This study will serve as the basis for future plans of action by the school administrators, community officials and the society with regards to the necessary actions for exterminating the mosquito eggs and larvae. Throughout the history, many plants have been used as an alternative insecticide, ovicide, larvicide, and repellants. The increasing number of dengue cases not only in our country but also to other countries all over the world. Experiencing the abnormal change in weather is not of recent origin to us. In that case, they are harder to intercept in flight that is why it is more advisable to focus on the places where they lay their eggs and exterminate them as early as possible.

Statement of the problem
This study aims with the investigation of Makahiya as an alternative larvicide for mosquito larvae. Specifically, it seeks to answer the following questions:
1. What are the effects of Makahiya extract to the mosquito larvae after having been exposed to: a. 80% makahiya extract and 20% water within 5 mins., 15 mins., 30 mins., and 45 mins. b. 60% makahiya extract and 40% water within 5 mins., 15 mins., 30 mins., and 45 mins. c. 100% makahiya extract within 5 mins., 15 mins., 30 mins., and 45 mins. 2. In which of the following time duration will the solution still be affective?

a. 5 days
b. 1 week
c. 10 days
d. 2 weeks
H0: The Makahiya (Mimosa Pudica) extract is effective as a larvicide for mosquito larvae. H1: The Makahiya (Mimosa Pudica) extract is not effective as a larvicide for mosquito larvae.

Significance of the Study
Among the people who will benefit are the following:
To the Students:
This study will create a milieu of awareness about the harmful disease brought by mosquitoes and the knowledge they can get on how to prevent such dengue cases in their respective communities. They can use this study to further put this into action in order to help subside the cases. To the Parents:

The parents of the children will be aware that an alternative solution that cannot harm both their health and their children’s is available and possible. Therefore, this study can assist them in helping their own community free from possibilities of mosquito habitat. To the School Faculty:

In providing a safe environment for the students, this study can provide awareness for the school faculty that an alternative larvicide will enable them to use this full knowledge and safety assurance in the student’s health. To the Future Researchers:

This study will serve as a theoretical model for future studies of the same nature if ever the existing problem has penetrated in this case will exist in the future. This will provide them the facts needed to compare their study during respective time and usability.

Scope and Limitations
This study aims to explore the capability of Makahiya root extract as an larvicide for mosquito larvae. It is focused on the effectiveness of the solutions in having the ability to kill a larva. The study will be conducted in Ormoc City, Leyte. It involves an experimentation using the said solutions, involving the use of the roots of the Makahiya plant. This study is focused in providing people with a less expensive and more resourceful way of killing mosquito larvae.

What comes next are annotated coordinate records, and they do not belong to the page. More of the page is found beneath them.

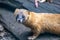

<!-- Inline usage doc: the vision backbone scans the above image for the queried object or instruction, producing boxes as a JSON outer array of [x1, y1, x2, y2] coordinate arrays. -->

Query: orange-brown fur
[[15, 10, 60, 39]]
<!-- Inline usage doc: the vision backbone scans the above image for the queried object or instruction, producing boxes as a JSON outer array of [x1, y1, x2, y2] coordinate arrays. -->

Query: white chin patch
[[39, 0, 46, 3]]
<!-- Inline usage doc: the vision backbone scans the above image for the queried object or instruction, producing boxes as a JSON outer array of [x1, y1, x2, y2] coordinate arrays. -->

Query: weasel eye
[[22, 15, 25, 18]]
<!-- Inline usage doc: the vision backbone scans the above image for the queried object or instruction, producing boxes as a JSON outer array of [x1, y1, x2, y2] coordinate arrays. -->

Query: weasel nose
[[17, 19, 23, 23]]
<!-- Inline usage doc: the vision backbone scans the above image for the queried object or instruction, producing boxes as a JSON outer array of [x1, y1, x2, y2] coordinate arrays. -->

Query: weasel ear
[[14, 9, 20, 16]]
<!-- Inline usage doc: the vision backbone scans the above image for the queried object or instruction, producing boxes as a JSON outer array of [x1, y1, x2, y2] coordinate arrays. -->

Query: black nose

The variables involved in this study making the Makahiya root extract are stopwatch, mosquito larvae, water, and plastic container. The said solution is directly applied to the mosquito larvae samples.

Conceptual Framework

Definition of Terms
Makahiya – also called sensitive plant, is a creeping annual or perennial herb; heavily armed with recurved thorns and having sensitive soft grey-green leaflets that fold and droop at night or when touched or cooled (Filipino Herbs, 2007) (Encarta Dictionaries, 2010) Ovicide – an agent that kills eggs; an insecticide effective against the egg stage (Merriam Webster Dictionary, 2010) Commercial – a paid advertisement on television or radio (Merriam Webster Dictionary, 2010) Extract – a concentrated preparation of the essential constituents of substances (Merriam Webster Dictionary, 2010) Longevity – long duration of an animal’s life (Encarta Dictionaries, 2010) Dengue – a tropical disease caused by a virus that is transmitted by mosquitoes and marked by high fever and severe muscle and joint pains (Microsoft Encarta, 2009) Alternative – able to serve as a substitute for something else (Microsoft Encarta, 2009) Larvicide – a chemical used to kill larvae (Microsoft Encarta, 2009) Capability – the power or practical ability necessary for doing something (Encarta Dictionaries, 2010)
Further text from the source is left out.